Quel plaisir de lire la nouvelle autobiographie de Bruce Springsteen, Born to Run. Il laisse les lecteurs dans bien plus que chez lui. Il nous laisse entrer dans ses expériences les plus intimes avec une candeur et une psychologie étonnantes, en commençant par les récits de sa première enfance à Freehold, New Jersey, tout en continuant méticuleusement à suivre son long voyage public (et météorique) jusqu'au sommet de la monde du rock and roll et de la culture populaire.

L'honnêteté impitoyable de Springsteen et son introspection lucide découlent sans doute, en grande partie, du fait qu'il est en psychothérapie depuis plus de 30 ans. En fait, il dit autant quand il décrit les résultats de son travail avec le psychiatre, Wayne Myers, comme étant «au cœur de ce livre». Beaucoup d'attention a été accordée aux révélations de Springsteen sur la dépression qui a marqué une grande partie de sa vie, une dépression en partie héritée de son père, Doug, mais qui trouve aussi ses racines dans une enfance remplie de négligence, de cruauté émotionnelle et d'attachements instables. Springsteen décrit l'impact psychologique de ces racines troublées avec la perspicacité d'un vétéran du divan analytique. Il souligne l'impact toxique de son père, un alcoolique explosif tourmenté par des pensées persécutoires et paranoïaques. ("Il m'a aimé mais il ne pouvait pas me supporter.") Sa mère est un peu idéalisée, mais il regrette son incapacité à quitter son père, couvrant plutôt pour lui, sacrifiant ses propres intérêts – et ceux de ses enfants – dans le processus. ("Ma mère et ses amis étaient liés par un fil inconnu, ils avaient fait leur marché il y a longtemps, elle avait son homme qui ne voulait pas partir et il avait sa fille qui ne pouvait pas partir. remplacé tous les autres, même la maternité. ")

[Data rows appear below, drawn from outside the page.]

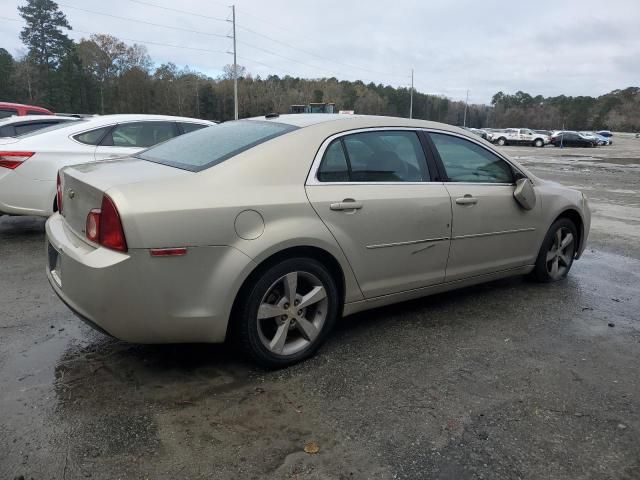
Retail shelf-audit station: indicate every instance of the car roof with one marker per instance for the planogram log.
(132, 117)
(27, 118)
(84, 124)
(341, 122)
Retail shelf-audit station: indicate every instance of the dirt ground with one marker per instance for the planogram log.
(507, 380)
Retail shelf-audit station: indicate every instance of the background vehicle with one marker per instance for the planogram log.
(371, 211)
(598, 139)
(544, 132)
(8, 109)
(28, 164)
(478, 131)
(520, 136)
(18, 126)
(572, 139)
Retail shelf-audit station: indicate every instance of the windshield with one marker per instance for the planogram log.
(207, 147)
(51, 128)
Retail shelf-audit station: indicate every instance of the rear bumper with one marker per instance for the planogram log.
(138, 298)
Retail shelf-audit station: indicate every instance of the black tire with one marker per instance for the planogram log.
(246, 323)
(541, 272)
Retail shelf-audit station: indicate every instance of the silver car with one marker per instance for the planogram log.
(267, 230)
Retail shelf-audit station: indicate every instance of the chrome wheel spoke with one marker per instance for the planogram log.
(292, 313)
(568, 240)
(266, 310)
(290, 286)
(558, 239)
(564, 259)
(554, 267)
(280, 338)
(308, 330)
(314, 296)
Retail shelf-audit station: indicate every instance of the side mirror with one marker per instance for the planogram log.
(524, 193)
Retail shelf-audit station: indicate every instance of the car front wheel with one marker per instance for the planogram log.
(287, 312)
(556, 254)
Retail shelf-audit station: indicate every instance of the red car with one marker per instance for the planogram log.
(7, 109)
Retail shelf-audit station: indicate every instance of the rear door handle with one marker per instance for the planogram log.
(346, 204)
(466, 200)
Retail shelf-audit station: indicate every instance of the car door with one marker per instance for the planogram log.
(131, 137)
(374, 190)
(491, 232)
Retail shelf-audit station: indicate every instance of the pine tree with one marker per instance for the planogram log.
(46, 42)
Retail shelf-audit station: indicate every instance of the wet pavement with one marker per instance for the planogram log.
(510, 379)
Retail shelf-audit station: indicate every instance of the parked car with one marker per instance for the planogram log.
(544, 132)
(572, 139)
(269, 229)
(520, 136)
(478, 131)
(28, 164)
(9, 109)
(598, 139)
(18, 126)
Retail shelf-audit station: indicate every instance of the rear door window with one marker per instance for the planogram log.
(92, 137)
(140, 134)
(378, 156)
(7, 112)
(466, 161)
(30, 127)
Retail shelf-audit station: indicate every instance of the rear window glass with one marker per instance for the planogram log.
(209, 146)
(53, 127)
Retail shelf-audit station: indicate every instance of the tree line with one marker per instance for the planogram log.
(102, 74)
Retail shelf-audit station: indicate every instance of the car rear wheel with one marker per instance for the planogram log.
(287, 312)
(556, 254)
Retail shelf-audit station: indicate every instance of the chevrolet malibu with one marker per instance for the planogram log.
(268, 230)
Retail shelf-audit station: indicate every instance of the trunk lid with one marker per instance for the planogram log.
(84, 185)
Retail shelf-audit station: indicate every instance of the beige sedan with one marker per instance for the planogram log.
(269, 229)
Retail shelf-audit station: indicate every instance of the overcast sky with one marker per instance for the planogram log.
(545, 47)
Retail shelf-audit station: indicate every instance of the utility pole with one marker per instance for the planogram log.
(466, 102)
(411, 98)
(235, 66)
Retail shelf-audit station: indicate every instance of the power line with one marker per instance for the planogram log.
(320, 56)
(284, 57)
(142, 21)
(134, 39)
(186, 12)
(149, 4)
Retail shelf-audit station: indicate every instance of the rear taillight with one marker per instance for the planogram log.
(103, 226)
(59, 193)
(92, 228)
(13, 160)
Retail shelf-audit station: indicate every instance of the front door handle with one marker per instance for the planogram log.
(346, 204)
(466, 200)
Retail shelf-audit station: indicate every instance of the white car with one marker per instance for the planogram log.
(29, 164)
(16, 126)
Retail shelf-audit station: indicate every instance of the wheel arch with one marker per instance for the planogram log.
(323, 256)
(575, 216)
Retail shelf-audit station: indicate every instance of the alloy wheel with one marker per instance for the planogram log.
(292, 313)
(560, 254)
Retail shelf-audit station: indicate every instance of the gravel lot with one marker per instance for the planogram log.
(506, 380)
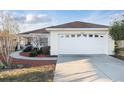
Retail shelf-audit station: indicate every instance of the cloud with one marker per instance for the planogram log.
(100, 17)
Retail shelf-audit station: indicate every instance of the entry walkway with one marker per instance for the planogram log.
(88, 68)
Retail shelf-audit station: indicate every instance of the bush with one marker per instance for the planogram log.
(28, 49)
(2, 65)
(46, 50)
(33, 54)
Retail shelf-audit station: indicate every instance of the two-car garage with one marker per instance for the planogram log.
(80, 38)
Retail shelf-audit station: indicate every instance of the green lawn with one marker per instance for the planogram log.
(32, 74)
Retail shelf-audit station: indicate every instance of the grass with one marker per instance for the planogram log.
(32, 74)
(119, 57)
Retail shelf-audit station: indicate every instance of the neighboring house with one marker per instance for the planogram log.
(79, 38)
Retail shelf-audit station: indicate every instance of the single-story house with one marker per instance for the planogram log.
(77, 38)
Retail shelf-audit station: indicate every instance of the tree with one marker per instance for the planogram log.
(116, 29)
(8, 34)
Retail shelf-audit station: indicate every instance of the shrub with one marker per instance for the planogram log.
(46, 50)
(28, 49)
(1, 65)
(33, 54)
(40, 51)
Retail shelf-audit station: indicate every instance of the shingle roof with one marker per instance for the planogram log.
(78, 24)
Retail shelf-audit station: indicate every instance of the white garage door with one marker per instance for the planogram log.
(82, 43)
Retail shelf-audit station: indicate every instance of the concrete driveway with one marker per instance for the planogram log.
(89, 68)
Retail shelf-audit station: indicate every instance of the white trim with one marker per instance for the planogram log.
(54, 29)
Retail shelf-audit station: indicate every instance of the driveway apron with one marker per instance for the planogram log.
(88, 68)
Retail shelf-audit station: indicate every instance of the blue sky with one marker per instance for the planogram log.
(35, 19)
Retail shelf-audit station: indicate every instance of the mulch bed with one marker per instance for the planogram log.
(119, 57)
(32, 62)
(26, 54)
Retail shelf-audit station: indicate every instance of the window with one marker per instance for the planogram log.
(84, 35)
(101, 36)
(78, 35)
(96, 35)
(72, 35)
(67, 36)
(62, 36)
(90, 35)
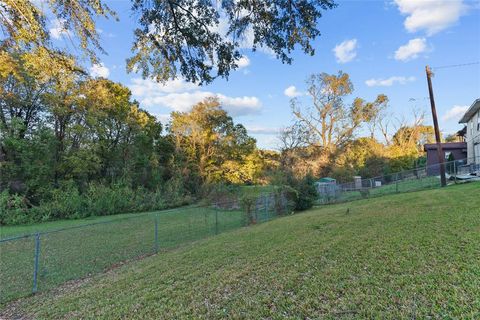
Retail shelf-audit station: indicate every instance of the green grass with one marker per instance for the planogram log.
(88, 246)
(78, 252)
(403, 256)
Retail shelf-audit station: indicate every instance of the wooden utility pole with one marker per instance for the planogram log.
(441, 157)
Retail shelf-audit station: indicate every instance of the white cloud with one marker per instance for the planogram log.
(346, 51)
(99, 70)
(389, 81)
(148, 87)
(292, 92)
(58, 29)
(430, 15)
(243, 62)
(455, 113)
(411, 50)
(179, 95)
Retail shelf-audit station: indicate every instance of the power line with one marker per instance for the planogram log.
(457, 65)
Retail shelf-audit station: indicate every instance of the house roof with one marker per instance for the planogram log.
(471, 111)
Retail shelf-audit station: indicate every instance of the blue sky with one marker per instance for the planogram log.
(383, 45)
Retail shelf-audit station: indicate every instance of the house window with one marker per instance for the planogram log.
(447, 155)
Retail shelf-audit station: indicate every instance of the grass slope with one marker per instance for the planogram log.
(400, 256)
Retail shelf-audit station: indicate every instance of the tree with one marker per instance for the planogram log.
(209, 140)
(329, 121)
(199, 40)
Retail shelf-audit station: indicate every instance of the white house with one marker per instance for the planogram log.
(472, 120)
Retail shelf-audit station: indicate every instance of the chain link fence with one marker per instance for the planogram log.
(41, 261)
(409, 180)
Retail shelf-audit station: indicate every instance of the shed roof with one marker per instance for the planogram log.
(471, 111)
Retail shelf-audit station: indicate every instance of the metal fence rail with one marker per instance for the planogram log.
(44, 260)
(404, 181)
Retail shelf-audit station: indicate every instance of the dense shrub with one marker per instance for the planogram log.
(307, 193)
(67, 202)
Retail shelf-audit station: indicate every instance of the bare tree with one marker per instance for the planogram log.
(328, 120)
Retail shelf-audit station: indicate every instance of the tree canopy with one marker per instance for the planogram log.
(198, 40)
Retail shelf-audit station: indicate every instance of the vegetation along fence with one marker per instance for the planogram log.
(410, 180)
(35, 262)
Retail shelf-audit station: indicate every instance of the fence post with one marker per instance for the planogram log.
(266, 206)
(396, 182)
(156, 233)
(216, 220)
(36, 262)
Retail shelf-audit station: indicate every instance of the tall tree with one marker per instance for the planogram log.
(209, 139)
(199, 40)
(329, 121)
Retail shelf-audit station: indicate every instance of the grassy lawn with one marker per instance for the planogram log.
(412, 255)
(78, 252)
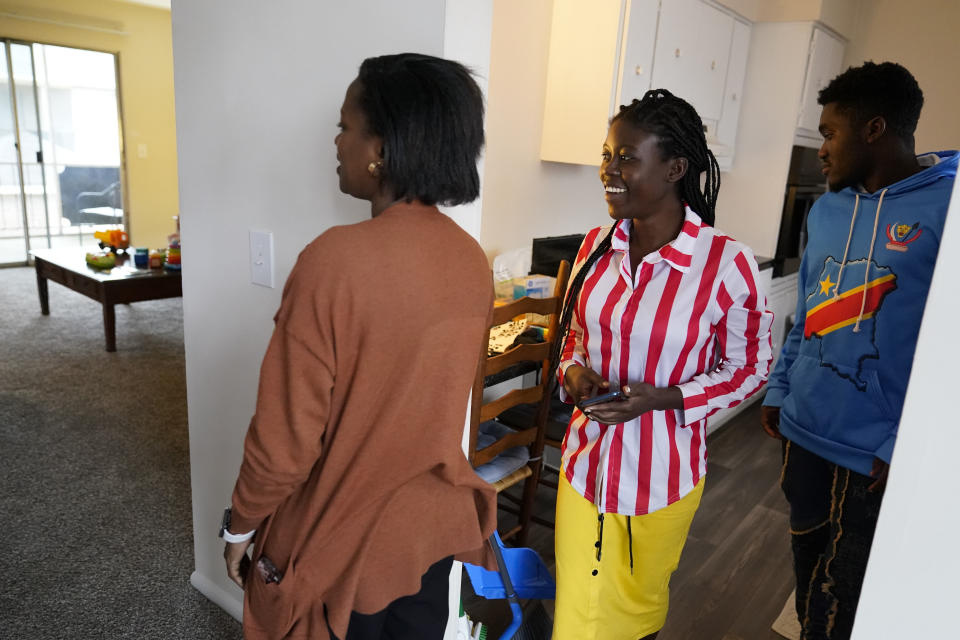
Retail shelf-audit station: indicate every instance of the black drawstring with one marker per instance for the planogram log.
(600, 537)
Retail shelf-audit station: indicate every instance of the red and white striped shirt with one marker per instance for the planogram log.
(692, 317)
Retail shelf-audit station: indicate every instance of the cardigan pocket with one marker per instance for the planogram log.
(269, 606)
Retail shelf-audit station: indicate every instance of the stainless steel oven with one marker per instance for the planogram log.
(805, 183)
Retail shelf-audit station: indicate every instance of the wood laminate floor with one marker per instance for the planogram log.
(735, 573)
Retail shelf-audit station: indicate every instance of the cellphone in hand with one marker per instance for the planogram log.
(268, 571)
(604, 397)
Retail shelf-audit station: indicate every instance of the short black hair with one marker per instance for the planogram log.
(886, 89)
(679, 130)
(429, 113)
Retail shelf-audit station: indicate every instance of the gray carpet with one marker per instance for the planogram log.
(94, 472)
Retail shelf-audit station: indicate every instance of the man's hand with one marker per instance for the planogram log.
(770, 421)
(583, 382)
(235, 555)
(640, 397)
(879, 471)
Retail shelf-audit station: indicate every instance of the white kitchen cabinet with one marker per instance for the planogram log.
(824, 62)
(693, 48)
(605, 53)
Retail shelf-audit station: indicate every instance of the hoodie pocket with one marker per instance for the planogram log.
(839, 403)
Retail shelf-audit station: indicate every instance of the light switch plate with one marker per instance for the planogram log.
(261, 258)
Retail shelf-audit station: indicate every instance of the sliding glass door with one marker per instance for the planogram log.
(60, 161)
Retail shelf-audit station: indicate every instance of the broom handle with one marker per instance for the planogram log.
(508, 587)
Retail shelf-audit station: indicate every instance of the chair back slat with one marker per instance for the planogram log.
(521, 353)
(490, 410)
(541, 306)
(537, 355)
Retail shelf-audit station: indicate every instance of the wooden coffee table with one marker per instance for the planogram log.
(121, 284)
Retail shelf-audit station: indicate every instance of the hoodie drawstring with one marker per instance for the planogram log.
(866, 272)
(846, 250)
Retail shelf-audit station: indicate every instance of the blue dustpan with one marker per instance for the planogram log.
(529, 576)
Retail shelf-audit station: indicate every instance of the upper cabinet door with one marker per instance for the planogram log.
(692, 53)
(639, 38)
(823, 65)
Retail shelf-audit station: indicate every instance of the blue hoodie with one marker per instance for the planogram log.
(842, 375)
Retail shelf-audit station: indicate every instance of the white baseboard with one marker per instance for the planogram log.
(234, 606)
(229, 602)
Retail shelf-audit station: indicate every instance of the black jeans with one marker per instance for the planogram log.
(421, 616)
(832, 520)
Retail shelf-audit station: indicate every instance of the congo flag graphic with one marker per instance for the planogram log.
(828, 312)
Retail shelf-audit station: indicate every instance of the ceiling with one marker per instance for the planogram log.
(159, 4)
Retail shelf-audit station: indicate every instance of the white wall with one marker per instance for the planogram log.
(910, 590)
(258, 93)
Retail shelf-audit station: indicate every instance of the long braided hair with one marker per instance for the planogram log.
(679, 130)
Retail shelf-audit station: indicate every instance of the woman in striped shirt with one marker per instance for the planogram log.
(667, 310)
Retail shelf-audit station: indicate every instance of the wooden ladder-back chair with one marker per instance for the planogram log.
(526, 358)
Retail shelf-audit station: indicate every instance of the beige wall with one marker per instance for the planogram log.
(920, 35)
(146, 92)
(523, 197)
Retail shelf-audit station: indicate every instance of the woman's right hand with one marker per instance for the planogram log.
(583, 382)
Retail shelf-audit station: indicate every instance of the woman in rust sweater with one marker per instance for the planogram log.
(353, 482)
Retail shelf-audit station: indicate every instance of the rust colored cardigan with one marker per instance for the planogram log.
(353, 472)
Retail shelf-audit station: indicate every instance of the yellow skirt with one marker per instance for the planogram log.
(603, 598)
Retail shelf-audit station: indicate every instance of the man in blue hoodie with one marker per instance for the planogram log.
(837, 391)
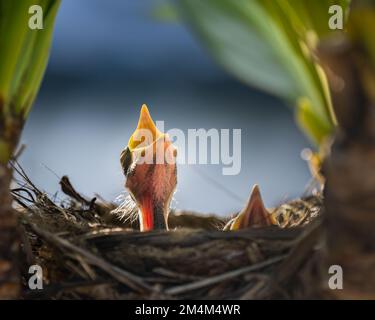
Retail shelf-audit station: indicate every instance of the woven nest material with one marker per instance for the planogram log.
(87, 253)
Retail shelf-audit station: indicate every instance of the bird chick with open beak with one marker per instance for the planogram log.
(149, 164)
(254, 214)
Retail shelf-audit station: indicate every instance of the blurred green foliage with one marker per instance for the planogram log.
(23, 58)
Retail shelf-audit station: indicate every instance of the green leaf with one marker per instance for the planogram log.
(270, 44)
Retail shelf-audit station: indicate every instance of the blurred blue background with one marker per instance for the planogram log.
(109, 57)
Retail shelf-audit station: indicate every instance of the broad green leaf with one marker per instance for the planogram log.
(270, 44)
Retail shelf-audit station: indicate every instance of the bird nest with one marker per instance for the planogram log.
(87, 253)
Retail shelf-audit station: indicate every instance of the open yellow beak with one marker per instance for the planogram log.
(254, 214)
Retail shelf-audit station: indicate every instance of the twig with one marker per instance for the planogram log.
(223, 277)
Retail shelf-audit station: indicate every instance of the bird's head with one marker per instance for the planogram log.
(149, 164)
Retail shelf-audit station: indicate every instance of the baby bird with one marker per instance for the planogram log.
(254, 214)
(149, 165)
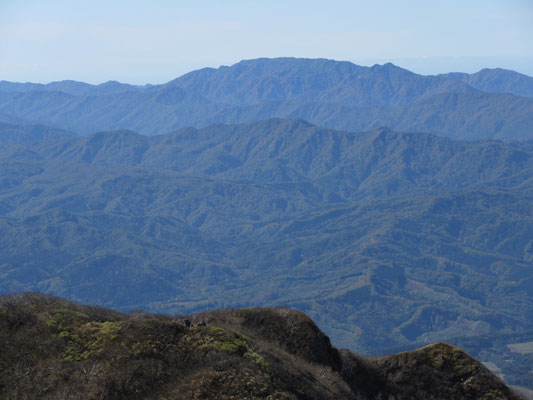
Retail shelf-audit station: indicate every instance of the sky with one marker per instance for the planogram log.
(155, 41)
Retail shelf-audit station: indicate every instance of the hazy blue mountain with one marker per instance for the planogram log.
(11, 133)
(497, 80)
(352, 228)
(337, 95)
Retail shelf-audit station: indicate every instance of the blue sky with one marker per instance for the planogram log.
(155, 41)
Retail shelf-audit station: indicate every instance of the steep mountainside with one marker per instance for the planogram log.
(338, 95)
(53, 349)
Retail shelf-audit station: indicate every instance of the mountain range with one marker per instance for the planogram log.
(491, 104)
(52, 348)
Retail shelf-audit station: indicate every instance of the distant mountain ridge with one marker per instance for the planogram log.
(339, 95)
(50, 345)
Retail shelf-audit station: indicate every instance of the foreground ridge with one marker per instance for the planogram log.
(53, 348)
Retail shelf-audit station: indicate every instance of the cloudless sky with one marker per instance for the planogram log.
(155, 41)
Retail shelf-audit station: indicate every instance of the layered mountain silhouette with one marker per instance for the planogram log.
(52, 348)
(385, 238)
(491, 104)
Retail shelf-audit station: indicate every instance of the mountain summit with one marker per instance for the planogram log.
(333, 94)
(52, 348)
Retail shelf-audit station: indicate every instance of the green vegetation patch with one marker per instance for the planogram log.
(232, 341)
(522, 348)
(64, 320)
(90, 340)
(225, 340)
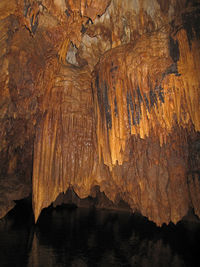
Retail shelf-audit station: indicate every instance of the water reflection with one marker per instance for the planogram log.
(83, 237)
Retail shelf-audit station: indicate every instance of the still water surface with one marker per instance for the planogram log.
(81, 237)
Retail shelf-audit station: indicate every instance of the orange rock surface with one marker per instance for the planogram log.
(102, 93)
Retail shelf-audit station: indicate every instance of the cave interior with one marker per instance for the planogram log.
(100, 105)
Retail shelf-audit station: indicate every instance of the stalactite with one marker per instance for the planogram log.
(150, 92)
(64, 144)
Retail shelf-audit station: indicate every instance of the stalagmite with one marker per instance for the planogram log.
(102, 94)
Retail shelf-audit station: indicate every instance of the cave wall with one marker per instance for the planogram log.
(101, 94)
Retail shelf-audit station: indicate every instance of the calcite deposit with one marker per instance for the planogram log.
(102, 94)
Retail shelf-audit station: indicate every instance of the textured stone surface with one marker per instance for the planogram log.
(101, 94)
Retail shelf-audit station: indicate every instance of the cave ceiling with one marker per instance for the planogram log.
(101, 93)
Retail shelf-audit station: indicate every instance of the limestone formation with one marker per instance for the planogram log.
(102, 94)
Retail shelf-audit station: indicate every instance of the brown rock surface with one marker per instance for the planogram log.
(101, 94)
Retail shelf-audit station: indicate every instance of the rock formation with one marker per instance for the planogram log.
(102, 94)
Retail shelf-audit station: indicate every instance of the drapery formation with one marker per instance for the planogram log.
(64, 143)
(146, 92)
(108, 93)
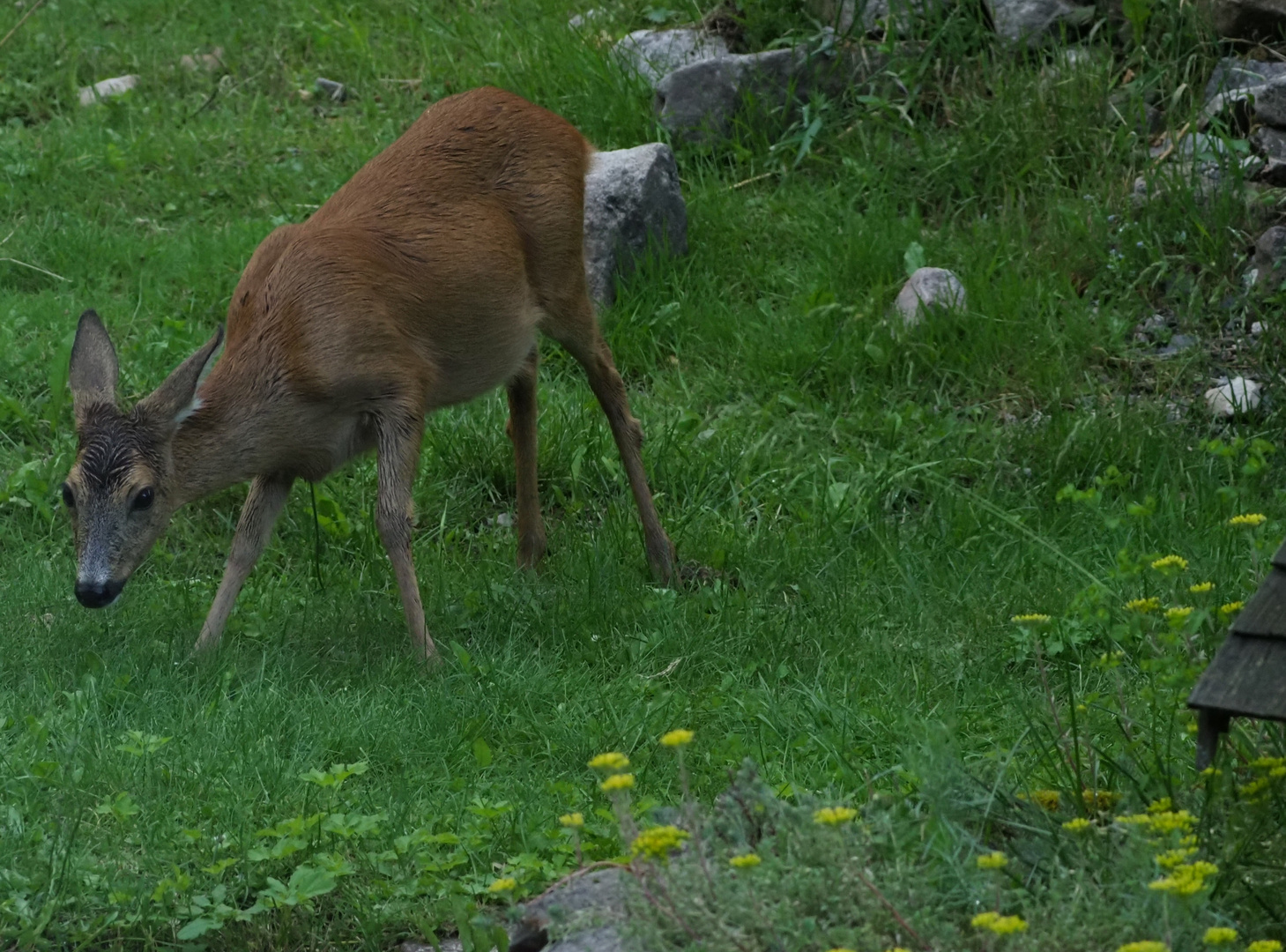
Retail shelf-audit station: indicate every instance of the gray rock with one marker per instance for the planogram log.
(1033, 21)
(1271, 145)
(1232, 397)
(583, 904)
(929, 288)
(1249, 19)
(336, 92)
(632, 197)
(653, 53)
(700, 102)
(1271, 257)
(104, 89)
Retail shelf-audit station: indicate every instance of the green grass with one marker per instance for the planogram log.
(877, 507)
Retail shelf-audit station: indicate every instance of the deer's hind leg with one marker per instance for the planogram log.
(523, 431)
(574, 325)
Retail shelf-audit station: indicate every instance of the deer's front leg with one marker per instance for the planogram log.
(263, 506)
(397, 453)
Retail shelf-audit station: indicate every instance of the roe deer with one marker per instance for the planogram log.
(420, 283)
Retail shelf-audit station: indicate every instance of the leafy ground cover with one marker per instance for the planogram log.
(877, 509)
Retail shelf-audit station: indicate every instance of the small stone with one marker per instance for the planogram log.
(929, 288)
(632, 198)
(653, 53)
(336, 92)
(103, 89)
(1233, 397)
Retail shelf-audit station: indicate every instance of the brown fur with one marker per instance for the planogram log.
(420, 283)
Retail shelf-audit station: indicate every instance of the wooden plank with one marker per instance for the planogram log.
(1246, 677)
(1264, 614)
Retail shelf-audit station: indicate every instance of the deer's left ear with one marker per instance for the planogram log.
(176, 399)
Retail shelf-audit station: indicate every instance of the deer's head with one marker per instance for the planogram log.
(121, 490)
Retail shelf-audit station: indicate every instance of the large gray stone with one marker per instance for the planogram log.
(1247, 19)
(700, 102)
(653, 53)
(929, 288)
(1033, 21)
(632, 198)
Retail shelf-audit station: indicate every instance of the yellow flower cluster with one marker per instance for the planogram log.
(618, 781)
(1230, 609)
(658, 842)
(1247, 520)
(1187, 879)
(834, 816)
(998, 924)
(1047, 800)
(611, 761)
(1176, 857)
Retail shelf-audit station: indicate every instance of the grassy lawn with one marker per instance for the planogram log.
(877, 507)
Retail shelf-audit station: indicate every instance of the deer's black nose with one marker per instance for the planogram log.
(98, 595)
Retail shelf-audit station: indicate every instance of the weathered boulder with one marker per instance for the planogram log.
(1247, 19)
(929, 288)
(700, 102)
(1232, 397)
(104, 89)
(1033, 21)
(632, 198)
(653, 53)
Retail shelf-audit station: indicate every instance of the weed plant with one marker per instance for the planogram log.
(874, 507)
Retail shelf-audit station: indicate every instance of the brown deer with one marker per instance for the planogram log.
(420, 283)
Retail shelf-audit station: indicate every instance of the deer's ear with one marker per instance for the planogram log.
(176, 399)
(93, 366)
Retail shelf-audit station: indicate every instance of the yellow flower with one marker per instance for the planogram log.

Springsteen décrit un terrain d'enfance psychologiquement vide et dangereux, dépourvu de protection, mais qui a également favorisé sa détermination à faire quelque chose de lui-même qu'il pouvait contrôler et qui serait son ticket d'entrée dans un monde qui, même enfant, et même avec sa familiarité réconfortante, il savait qu'il était paroissial et répressif. Heureusement pour nous, la solution de Springsteen était de devenir musicien.

Une grande partie de Born to Run est naturellement l'histoire de l'évolution de Springsteen en tant que musicien, d'abord en tant que guitariste, puis en tant que chanteur / compositeur. C'est un récit détaillé et soigneusement étudié qui suit simultanément sa production extérieure et les faits saillants de sa carrière (il décrit méticuleusement son expérience de chacun de ses albums et de ses tournées) et ce qui se passait dans sa vie personnelle à chaque étape. Les fans de sa musique adoreront jeter un coup d'oeil derrière le rideau qu'il offre, car il retrace sa carrière depuis les racines musicales de Jersey Shore jusqu'au succès révolutionnaire de Time- and Newsweek-cover de son album Born to Run. engager son public dans l'activisme politique, à atteindre le statut de superstar à travers la popularité nucléaire de son album Born in the USA et la tournée du stade, tout le chemin jusqu'à son étreinte de la vie de famille aujourd'hui.

Ce n'est pas une coïncidence si la vie familiale actuelle de Springsteen se situe carrément dans le New Jersey, non loin du quartier italo-irlandais de Freehold où il a passé ses premières années. Il a fait ses os en tant que musicien faisant la fête dans tout le comté de Monmouth et au sud de Jersey avec sa guitare incendiaire et ses chansons originales. Ayant grandi sur la côte du New Jersey et ayant eu le privilège d'entendre Springsteen dans l'un de ses premiers groupes, (son groupe, Steel Mill a joué à mon bal de lycée!), Je peux témoigner de ses prouesses musicales. Mais en dépit de sa renommée régionale en tant que flingueur électrique Clapton-esque, Springsteen admet volontiers qu'il y avait d'autres guitaristes mieux que lui, et certainement d'autres avec une meilleure voix, et ainsi il réalisa très tôt que la route du succès devait réside dans son écriture, son étonnante capacité à raconter des histoires et à les interpréter d'une manière qui a amené son public dans son étreinte et qui a parlé de leurs douleurs collectives et de leurs triomphes.

Comme il le raconte dans Born to Run , l'histoire d'origine de Springsteen est celle d'un jeune homme farouchement ambitieux voué au travail acharné, à un processus d'apprentissage constant, à une confiance en soi et un ego considérable surprenant pour quelqu'un dans un environnement familial perturbé. La réponse doit d'abord se situer dans la musicalité innée et l'âme poétique de Springsteen, et dans sa détermination à lutter contre les dégradations de son père et à trouver une voix et une carrière qui annonçaient sa présence. à une mère préoccupée par ses propres soucis et contraintes et tensions conjugales.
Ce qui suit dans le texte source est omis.